No domingo, em entrevista ao Financial Times, ele já havia indicado a possibilidade de adiar a reunião, ressaltando que a decisão poderia depender de uma cooperação chinesa para reabrir o Estreito de Ormuz, vital para o comércio global de petróleo e atualmente bloqueado pelo Irã.

“Gostaríamos de saber isso antes do encontro”, afirmou Trump.

Negociações produtivas

Representantes dos Estados Unidos e da China comunicaram hoje, separadamente, que realizaram discussões econômicas e comerciais construtivas em Paris.

Após reunião com delegados chineses, o secretário do Tesouro norte-americano, Scott Bessent, qualificou as conversas como construtivas, evidenciando a “estabilidade da relação”.

O representante de Comércio Internacional chinês, Li Chenggang, também falou aos jornalistas afirmando que ambos os governos concordam que relações comerciais estáveis beneficiam tanto os países quanto o mundo, conforme informou a agência estatal Xinhua.

Essas negociações, concluídas recentemente, foram vistas por muitos como o prelúdio para a visita do presidente americano ao gigante asiático.
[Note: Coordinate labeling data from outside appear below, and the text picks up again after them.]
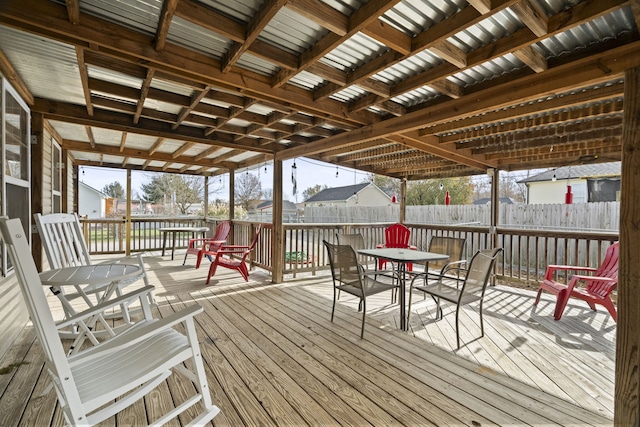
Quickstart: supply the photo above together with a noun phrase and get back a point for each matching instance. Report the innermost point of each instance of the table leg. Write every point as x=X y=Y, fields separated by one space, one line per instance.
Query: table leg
x=402 y=278
x=173 y=244
x=164 y=241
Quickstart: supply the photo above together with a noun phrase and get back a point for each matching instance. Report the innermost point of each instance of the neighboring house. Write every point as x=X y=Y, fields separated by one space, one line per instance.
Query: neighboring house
x=487 y=200
x=364 y=194
x=138 y=207
x=264 y=211
x=91 y=202
x=589 y=183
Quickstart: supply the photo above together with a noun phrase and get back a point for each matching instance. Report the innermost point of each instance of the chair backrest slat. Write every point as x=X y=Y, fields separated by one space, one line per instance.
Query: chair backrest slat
x=609 y=269
x=344 y=264
x=397 y=236
x=479 y=271
x=451 y=246
x=222 y=231
x=62 y=240
x=33 y=292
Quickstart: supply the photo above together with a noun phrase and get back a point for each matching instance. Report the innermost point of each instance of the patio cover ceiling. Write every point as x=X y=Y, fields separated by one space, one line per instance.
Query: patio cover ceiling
x=410 y=89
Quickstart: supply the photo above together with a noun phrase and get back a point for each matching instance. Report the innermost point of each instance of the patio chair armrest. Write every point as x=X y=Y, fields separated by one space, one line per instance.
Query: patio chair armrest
x=553 y=268
x=454 y=265
x=137 y=333
x=233 y=249
x=114 y=302
x=578 y=277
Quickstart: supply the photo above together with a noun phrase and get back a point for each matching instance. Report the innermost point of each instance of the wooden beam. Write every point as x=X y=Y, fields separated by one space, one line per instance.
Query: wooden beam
x=164 y=22
x=84 y=79
x=450 y=53
x=92 y=140
x=259 y=20
x=122 y=122
x=110 y=150
x=358 y=20
x=627 y=381
x=482 y=6
x=73 y=10
x=14 y=78
x=534 y=60
x=144 y=91
x=533 y=16
x=595 y=69
x=322 y=14
x=123 y=139
x=132 y=46
x=195 y=100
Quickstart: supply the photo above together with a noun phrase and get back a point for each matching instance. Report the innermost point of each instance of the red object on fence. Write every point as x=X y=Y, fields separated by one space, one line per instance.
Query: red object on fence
x=568 y=198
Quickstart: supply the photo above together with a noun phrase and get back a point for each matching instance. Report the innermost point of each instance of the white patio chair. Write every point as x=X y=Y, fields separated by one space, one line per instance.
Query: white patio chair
x=99 y=382
x=65 y=246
Pequim informou estar em diálogo com Washington sobre a viagem de Trump, em meio à pressão do presidente dos Estados Unidos a seus aliados da OTAN para que ajudem a desbloquear o Estreito de Ormuz.

Esta passagem marítima, essencial para o transporte de petróleo, foi praticamente bloqueada pelo Irã em resposta aos conflitos com os Estados Unidos e Israel contra Teerã.
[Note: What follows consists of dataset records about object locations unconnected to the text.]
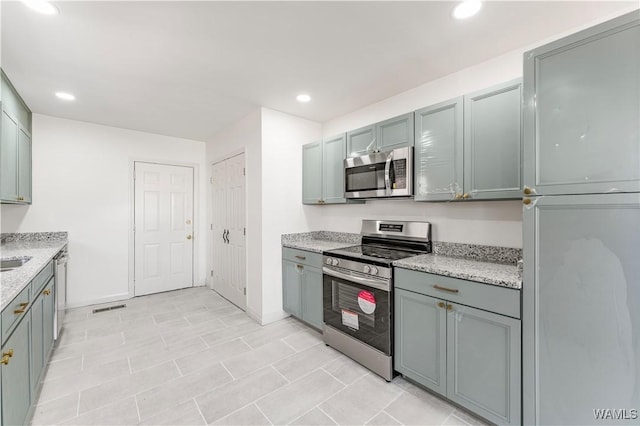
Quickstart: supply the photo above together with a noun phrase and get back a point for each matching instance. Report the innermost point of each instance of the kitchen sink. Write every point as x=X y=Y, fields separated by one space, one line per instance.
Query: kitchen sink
x=11 y=263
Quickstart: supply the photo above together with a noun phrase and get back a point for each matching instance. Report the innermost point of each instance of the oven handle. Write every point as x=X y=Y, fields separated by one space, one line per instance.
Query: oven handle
x=383 y=285
x=387 y=171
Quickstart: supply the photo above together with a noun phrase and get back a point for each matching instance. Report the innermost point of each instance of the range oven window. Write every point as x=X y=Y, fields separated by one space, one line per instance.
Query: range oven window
x=371 y=176
x=360 y=311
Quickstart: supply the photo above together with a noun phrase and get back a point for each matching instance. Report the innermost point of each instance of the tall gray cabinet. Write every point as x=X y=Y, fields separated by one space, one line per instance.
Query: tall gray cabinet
x=581 y=288
x=15 y=146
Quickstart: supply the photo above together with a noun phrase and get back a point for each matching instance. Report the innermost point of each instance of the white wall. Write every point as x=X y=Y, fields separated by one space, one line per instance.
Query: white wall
x=244 y=136
x=282 y=135
x=82 y=181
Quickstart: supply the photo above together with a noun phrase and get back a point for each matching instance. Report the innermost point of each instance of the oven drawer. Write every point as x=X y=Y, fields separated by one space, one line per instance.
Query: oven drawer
x=501 y=300
x=302 y=257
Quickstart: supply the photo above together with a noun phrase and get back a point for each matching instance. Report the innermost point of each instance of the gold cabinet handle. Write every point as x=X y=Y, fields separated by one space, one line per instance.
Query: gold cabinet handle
x=450 y=290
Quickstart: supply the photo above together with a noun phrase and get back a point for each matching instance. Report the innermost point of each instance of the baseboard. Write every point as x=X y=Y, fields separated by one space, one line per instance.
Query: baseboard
x=107 y=299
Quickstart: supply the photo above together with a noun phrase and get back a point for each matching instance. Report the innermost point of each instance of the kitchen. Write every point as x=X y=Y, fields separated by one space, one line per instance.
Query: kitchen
x=267 y=137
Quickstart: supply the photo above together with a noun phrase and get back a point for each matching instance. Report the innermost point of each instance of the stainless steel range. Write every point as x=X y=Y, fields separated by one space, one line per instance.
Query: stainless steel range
x=358 y=291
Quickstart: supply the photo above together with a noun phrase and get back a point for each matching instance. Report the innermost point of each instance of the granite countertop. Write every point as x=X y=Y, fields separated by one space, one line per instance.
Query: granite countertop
x=42 y=247
x=500 y=274
x=320 y=241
“A diplomacia entre chefes de Estado é fundamental para orientar estrategicamente as relações sino-americanas”, declarou o porta-voz do Ministério das Relações Exteriores da China, Lin Jian, durante entrevista coletiva.

Lin não comentou os pedidos de Trump feitos a aliados da OTAN e à China para que auxiliem na reabertura do estreito.
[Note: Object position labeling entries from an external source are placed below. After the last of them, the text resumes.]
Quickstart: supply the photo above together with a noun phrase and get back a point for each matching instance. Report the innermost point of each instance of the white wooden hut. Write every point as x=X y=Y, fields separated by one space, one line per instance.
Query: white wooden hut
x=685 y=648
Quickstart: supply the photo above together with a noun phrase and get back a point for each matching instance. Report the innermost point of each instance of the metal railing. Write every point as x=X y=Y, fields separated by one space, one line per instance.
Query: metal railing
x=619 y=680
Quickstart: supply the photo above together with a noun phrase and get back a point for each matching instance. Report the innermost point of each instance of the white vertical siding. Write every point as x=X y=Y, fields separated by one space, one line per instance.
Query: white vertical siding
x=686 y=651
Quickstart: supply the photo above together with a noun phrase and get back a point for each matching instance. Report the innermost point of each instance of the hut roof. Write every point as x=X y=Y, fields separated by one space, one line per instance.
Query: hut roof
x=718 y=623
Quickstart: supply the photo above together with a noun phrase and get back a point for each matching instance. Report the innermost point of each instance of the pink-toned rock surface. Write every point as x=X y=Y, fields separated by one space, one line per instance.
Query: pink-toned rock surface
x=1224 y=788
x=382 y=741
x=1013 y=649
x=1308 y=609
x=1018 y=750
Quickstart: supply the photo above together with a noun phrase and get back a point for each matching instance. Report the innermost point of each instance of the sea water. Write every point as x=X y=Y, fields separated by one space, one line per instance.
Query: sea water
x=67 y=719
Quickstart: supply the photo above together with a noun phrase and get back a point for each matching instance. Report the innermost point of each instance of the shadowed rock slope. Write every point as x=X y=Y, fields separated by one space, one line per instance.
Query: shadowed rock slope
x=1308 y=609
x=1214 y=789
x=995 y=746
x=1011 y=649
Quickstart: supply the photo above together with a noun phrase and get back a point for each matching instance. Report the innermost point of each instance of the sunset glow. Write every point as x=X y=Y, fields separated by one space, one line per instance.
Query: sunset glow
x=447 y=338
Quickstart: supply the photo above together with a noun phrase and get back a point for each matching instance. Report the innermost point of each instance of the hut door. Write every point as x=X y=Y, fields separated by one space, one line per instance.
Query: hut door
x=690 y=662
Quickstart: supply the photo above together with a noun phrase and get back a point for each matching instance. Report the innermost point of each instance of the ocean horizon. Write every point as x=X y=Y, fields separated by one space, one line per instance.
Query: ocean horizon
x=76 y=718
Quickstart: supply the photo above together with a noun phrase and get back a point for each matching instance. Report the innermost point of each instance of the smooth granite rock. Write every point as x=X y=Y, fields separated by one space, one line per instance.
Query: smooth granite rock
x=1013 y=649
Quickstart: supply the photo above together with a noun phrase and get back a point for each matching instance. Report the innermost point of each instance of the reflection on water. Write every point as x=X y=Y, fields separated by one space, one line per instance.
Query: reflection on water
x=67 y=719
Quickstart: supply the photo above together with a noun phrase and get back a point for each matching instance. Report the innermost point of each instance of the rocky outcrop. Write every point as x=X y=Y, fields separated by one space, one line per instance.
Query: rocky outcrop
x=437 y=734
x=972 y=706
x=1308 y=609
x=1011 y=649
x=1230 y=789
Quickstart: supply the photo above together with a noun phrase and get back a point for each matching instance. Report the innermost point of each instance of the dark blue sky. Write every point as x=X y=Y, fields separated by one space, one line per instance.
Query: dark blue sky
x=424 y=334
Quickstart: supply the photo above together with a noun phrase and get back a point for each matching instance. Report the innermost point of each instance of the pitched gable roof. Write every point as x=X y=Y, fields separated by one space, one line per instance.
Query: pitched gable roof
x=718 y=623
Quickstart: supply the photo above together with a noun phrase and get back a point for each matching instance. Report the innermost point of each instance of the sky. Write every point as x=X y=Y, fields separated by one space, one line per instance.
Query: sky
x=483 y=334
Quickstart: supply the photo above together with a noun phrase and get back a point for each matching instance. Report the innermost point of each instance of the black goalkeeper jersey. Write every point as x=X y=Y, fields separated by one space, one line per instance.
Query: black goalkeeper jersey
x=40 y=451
Recentemente, os Estados Unidos anunciaram novas investigações comerciais contra 60 países, incluindo a China, por questões relacionadas à capacidade industrial excessiva.

Autoridades americanas informaram que as investigações focarão na ausência de ações contra o trabalho forçado e no impacto disso no comércio dos EUA.

Essa medida pode resultar em novas sanções, reação que gerou críticas por parte da China.

Pequim solicitou a Washington que revise suas práticas comerciais incorretas.

Li Chenggang reiterou a oposição chinesa a esse tipo de investigação unilateral, conforme reportou a Xinhua.